Populism. He convinced everyone he was a billionaire outsider not beholden to anyone. The whole thing started from a fake rally to help him gain ratings for The Apprentice.

[-] lemmy_outta_here@lemmy.world 1 points 2 weeks ago

But like, his credibility is (and always was) total shit. How can there be 75 million people that gullible? To me, it couldn't have been more obvious he was lying if his pants had literally been on fire.

[-] Bamboodpanda@lemmy.world 3 points 2 weeks ago

Trump didn’t create the grift. The system that enabled it was built long before he arrived.

Starting with Nixon’s “Southern strategy,” the Republican Party began reshaping political identity around grievance. After the Fairness Doctrine was repealed in 1987, partisan media like talk radio and Fox News grew without the obligation to present balanced perspectives. The Citizens United ruling in 2010 then opened the door to unlimited political spending, allowing well-funded groups to amplify fear-based messaging at scale. The Tea Party movement reinforced the idea that the threat came from within, not just from ideological opponents.

Over time, this narrative produced an ever-shifting villain: sometimes “liberals,” sometimes “socialists,” often just “them.” Orwell captured the mechanism in Animal Farm: “Whenever anything went wrong it became usual to attribute it to Snowball.”

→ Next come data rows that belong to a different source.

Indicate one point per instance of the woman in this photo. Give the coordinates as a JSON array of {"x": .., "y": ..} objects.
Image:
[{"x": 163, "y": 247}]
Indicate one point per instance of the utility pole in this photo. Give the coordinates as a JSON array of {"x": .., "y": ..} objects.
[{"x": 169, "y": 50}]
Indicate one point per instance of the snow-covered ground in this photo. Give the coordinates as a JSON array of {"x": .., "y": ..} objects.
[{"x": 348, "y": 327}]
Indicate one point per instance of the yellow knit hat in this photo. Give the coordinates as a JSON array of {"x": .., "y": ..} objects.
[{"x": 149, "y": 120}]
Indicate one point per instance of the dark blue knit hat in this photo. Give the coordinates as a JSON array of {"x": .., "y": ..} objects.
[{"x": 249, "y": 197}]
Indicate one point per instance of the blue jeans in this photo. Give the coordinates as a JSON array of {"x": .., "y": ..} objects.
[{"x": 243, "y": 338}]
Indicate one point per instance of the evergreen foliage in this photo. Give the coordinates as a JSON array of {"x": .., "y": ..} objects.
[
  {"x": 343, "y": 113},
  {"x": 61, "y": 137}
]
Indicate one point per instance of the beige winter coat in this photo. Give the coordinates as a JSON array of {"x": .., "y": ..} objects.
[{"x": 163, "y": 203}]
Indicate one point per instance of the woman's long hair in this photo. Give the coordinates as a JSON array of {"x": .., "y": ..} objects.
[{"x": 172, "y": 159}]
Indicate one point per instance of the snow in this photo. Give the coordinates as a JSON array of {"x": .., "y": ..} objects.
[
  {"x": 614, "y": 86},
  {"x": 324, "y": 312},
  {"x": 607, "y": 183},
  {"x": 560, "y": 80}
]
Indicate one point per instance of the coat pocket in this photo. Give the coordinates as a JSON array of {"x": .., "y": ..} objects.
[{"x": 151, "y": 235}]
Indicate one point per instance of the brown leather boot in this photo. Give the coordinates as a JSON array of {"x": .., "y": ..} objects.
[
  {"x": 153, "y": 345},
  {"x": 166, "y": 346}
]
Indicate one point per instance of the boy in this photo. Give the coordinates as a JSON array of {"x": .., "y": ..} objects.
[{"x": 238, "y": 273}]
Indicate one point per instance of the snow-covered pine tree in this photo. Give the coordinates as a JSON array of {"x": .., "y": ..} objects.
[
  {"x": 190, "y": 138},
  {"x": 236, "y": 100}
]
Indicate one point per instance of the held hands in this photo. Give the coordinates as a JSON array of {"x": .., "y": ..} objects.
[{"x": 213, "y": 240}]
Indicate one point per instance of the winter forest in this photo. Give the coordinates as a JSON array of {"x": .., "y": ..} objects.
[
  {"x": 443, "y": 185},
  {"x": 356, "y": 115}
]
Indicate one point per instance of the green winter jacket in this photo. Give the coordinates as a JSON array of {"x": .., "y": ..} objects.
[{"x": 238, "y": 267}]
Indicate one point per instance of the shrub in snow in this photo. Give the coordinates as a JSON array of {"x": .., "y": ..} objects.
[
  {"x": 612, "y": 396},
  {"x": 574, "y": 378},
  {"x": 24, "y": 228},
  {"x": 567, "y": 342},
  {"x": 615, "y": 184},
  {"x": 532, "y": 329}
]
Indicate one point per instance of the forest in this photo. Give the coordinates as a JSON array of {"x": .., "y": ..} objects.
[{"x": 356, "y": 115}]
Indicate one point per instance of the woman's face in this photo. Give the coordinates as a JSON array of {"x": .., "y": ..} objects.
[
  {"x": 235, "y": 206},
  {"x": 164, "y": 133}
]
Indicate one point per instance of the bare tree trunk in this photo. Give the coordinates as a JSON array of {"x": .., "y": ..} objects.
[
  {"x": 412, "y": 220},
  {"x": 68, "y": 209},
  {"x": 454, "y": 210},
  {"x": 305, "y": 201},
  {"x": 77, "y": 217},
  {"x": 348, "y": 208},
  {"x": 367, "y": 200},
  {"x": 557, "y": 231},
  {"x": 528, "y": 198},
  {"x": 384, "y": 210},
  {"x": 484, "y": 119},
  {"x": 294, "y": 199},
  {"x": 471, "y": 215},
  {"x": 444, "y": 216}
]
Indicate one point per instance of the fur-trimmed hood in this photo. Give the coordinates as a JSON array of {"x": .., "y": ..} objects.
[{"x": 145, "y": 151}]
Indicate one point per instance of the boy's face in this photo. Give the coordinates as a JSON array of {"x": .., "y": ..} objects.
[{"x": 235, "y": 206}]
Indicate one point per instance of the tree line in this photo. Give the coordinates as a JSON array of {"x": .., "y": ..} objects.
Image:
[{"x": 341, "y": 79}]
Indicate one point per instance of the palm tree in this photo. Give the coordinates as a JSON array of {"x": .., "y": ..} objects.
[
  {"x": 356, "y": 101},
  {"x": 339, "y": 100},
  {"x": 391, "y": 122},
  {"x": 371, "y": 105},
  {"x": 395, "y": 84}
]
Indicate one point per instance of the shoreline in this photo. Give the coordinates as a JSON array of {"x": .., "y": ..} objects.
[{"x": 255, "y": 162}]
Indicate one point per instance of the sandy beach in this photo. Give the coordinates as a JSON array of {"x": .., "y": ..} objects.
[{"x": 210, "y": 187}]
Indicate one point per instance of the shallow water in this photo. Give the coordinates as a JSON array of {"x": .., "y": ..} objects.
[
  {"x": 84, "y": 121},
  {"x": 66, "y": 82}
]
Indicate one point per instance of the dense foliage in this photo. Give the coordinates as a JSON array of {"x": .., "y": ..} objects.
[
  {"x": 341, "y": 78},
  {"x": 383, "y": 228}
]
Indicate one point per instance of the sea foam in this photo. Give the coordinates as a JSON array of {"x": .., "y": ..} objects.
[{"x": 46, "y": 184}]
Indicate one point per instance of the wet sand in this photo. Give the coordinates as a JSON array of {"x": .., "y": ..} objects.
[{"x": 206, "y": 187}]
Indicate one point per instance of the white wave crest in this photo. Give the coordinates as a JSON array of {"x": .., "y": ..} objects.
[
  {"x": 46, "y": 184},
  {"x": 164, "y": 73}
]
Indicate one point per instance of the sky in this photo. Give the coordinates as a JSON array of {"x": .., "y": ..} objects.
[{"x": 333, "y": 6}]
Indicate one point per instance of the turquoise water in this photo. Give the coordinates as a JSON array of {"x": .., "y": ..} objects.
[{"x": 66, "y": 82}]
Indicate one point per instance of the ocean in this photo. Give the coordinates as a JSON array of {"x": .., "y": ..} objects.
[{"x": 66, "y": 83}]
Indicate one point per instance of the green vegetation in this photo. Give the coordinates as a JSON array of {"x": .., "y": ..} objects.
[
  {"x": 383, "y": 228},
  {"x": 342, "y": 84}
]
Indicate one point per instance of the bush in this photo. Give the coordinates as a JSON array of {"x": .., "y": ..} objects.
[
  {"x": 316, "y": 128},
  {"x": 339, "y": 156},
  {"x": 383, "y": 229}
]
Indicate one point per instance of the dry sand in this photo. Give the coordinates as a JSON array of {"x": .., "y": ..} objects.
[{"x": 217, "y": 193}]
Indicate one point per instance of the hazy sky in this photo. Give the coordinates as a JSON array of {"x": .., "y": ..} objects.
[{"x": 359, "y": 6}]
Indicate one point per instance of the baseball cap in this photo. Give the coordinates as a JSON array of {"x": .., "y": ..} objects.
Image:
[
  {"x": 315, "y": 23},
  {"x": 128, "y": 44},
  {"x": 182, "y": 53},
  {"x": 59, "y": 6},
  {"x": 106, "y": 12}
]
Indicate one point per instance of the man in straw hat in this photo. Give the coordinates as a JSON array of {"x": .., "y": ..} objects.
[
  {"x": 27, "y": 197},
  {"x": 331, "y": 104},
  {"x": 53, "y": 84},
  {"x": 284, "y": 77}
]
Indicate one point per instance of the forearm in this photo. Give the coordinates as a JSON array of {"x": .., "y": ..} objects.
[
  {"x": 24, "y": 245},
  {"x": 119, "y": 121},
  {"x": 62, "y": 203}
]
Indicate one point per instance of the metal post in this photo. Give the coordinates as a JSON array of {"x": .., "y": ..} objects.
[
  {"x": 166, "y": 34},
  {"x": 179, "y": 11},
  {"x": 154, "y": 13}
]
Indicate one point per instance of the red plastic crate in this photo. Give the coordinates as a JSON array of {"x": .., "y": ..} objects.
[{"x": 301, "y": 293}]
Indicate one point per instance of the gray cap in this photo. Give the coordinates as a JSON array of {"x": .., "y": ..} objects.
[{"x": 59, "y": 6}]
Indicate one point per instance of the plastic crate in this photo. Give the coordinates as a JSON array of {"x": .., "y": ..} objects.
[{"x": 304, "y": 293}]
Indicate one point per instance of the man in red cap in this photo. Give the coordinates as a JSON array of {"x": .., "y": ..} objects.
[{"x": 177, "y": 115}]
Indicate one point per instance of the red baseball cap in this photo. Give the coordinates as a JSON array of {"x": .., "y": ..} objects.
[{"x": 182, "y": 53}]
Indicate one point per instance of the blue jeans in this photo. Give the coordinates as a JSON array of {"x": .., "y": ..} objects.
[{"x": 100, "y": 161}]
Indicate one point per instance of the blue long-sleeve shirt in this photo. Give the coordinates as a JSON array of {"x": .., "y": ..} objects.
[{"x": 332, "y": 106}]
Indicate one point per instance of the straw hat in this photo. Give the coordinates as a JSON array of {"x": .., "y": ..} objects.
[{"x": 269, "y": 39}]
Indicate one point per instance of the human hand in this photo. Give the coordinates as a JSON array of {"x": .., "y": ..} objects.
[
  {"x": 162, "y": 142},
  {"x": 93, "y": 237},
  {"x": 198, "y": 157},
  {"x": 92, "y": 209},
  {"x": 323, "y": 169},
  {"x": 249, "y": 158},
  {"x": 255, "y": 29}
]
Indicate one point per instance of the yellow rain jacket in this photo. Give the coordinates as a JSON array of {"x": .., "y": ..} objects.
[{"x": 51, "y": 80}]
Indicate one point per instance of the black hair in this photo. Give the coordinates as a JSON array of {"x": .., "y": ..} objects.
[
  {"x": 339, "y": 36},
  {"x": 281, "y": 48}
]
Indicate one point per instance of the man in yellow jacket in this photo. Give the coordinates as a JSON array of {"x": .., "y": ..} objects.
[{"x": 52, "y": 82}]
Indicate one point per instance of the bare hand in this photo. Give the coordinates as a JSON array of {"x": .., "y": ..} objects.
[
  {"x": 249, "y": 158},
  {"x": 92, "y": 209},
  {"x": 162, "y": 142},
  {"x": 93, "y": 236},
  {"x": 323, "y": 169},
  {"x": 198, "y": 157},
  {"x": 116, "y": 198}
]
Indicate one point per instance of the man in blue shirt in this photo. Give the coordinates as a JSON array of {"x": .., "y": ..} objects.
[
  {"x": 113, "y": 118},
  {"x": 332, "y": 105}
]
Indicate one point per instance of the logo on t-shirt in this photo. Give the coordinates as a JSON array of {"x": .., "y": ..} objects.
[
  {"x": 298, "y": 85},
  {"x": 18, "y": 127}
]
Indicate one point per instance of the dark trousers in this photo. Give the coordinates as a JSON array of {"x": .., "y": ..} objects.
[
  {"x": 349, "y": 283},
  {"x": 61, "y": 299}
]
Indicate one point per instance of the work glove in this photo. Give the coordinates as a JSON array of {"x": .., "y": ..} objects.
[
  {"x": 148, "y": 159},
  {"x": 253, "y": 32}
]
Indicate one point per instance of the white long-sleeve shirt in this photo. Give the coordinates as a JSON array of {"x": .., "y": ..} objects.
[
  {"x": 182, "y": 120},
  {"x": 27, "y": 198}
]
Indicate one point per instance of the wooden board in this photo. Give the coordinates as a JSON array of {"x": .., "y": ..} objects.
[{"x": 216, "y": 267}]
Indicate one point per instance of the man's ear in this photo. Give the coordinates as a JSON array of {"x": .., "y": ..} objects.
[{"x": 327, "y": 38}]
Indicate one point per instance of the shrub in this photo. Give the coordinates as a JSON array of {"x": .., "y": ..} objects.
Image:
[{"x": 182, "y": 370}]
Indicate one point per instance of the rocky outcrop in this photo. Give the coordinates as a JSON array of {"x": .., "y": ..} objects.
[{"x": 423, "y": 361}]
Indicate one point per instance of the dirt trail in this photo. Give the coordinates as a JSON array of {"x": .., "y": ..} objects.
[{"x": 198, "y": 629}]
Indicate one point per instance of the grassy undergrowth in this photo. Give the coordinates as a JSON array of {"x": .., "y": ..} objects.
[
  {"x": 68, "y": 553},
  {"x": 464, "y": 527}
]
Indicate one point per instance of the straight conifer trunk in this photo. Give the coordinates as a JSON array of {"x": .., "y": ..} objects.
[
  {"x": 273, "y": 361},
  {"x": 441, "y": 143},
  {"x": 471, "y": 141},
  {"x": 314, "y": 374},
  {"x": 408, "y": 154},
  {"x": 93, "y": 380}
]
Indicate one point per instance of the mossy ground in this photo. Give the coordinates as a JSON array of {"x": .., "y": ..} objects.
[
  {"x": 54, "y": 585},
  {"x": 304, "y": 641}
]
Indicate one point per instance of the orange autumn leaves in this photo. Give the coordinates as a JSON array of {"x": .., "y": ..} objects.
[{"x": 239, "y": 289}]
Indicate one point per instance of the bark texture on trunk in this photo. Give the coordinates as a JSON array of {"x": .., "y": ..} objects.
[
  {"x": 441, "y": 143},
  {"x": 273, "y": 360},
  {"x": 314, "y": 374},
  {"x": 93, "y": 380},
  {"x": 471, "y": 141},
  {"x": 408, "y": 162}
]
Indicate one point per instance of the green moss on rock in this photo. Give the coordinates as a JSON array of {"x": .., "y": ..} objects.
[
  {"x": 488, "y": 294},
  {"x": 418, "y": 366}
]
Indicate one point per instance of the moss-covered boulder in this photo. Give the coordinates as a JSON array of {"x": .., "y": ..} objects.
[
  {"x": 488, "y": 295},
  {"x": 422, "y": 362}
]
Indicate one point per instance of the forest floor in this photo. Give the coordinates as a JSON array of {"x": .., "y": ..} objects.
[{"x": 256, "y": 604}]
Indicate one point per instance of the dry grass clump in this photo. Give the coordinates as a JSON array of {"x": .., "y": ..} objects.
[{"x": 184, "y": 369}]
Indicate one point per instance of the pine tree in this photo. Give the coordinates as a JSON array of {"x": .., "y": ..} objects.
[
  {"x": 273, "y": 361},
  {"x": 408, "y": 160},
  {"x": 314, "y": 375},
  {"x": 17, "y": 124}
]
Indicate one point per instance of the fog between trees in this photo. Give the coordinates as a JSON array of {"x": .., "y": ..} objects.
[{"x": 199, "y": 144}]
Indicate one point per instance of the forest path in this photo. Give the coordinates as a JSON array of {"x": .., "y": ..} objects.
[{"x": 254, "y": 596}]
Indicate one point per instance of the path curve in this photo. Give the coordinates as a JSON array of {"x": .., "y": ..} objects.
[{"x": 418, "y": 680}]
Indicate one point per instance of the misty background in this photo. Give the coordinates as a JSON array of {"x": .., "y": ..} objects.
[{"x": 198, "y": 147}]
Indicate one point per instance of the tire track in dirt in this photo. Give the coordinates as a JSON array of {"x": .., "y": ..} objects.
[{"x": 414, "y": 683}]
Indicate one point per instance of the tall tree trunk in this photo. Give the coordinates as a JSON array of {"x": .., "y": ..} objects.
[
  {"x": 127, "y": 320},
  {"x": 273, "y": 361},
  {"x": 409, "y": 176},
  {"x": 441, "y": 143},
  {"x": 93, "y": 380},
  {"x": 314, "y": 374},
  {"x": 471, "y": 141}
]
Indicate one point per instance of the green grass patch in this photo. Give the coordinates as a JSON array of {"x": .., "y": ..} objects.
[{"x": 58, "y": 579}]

Trump didn’t invent that scapegoat. He inherited it, and then he turned the volume up.

To us, the grift is obvious. But for many, decades of messaging eroded trust in institutions and made the fear feel real. The lie works not because it persuades, but because it offers comfort.

Understanding that history doesn’t excuse it. It reminds us the machinery was built before Trump and will remain if we only confront the man instead of the system that produced him.

[-] SaveTheTuaHawk@lemmy.ca 1 points 2 weeks ago

Bloom County cartoon strip roasted Trump as an asshole in the 80s. They even transplanted his brain into a cat.